Kragelund’s team discovered that these D-peptides have the potential to bind with misfolded L-alpha-synuclein proteins. “Well-structured proteins aren’t able to interact with the mirror image of their binding partner, as the proteins would not fit together, but disordered proteins can,” remarks Estella Newcombe, the project’s lead researcher and an assistant professor at the University of Copenhagen.
Targeting Parkinson’s disease using D-peptides
The finding contradicts preconceived notions about the ability of mirror image proteins to interact with their inverted partner. It opens the door to using enantiomers as a means of targeting the disordered proteins that are thought to cause Parkinson’s disease.
“Peptide-based therapies are increasingly being studied, and our work positions D-peptides as an interesting option as they are not readily degraded by the proteolytic activity of biological systems, possibly making for a longer-lasting treatment,” notes Newcombe.

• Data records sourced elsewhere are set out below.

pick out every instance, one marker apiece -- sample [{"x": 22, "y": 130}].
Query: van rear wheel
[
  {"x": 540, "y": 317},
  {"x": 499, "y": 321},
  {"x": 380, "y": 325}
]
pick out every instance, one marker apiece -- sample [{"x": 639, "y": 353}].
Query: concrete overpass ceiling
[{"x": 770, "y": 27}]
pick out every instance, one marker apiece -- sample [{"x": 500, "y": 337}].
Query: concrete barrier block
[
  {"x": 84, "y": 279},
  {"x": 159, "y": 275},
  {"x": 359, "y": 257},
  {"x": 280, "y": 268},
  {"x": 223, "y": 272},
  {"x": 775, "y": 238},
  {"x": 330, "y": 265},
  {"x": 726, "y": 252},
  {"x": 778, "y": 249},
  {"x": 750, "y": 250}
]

The key is figuring out the right D-peptide to interact with alpha-synuclein. “If we can find a binding partner for disordered alpha-synuclein that stops it from forming aggregates, or clumps, we can make a D-peptide version of this binding partner that is much more stable in the body,” adds Newcombe. “Theoretically, less aggregation would mean healthier neurons and less disease pathology.”
She concludes: “By showing that L- and D-proteins can interact in certain conditions, we have pushed the boundaries of what we know about protein biochemistry and laid the foundation for researching possible new therapies for treating Parkinson’s disease.” The work could also inform the treatment of similar diseases thought to be driven by protein misfolding, such as Alzheimer’s and Huntington’s.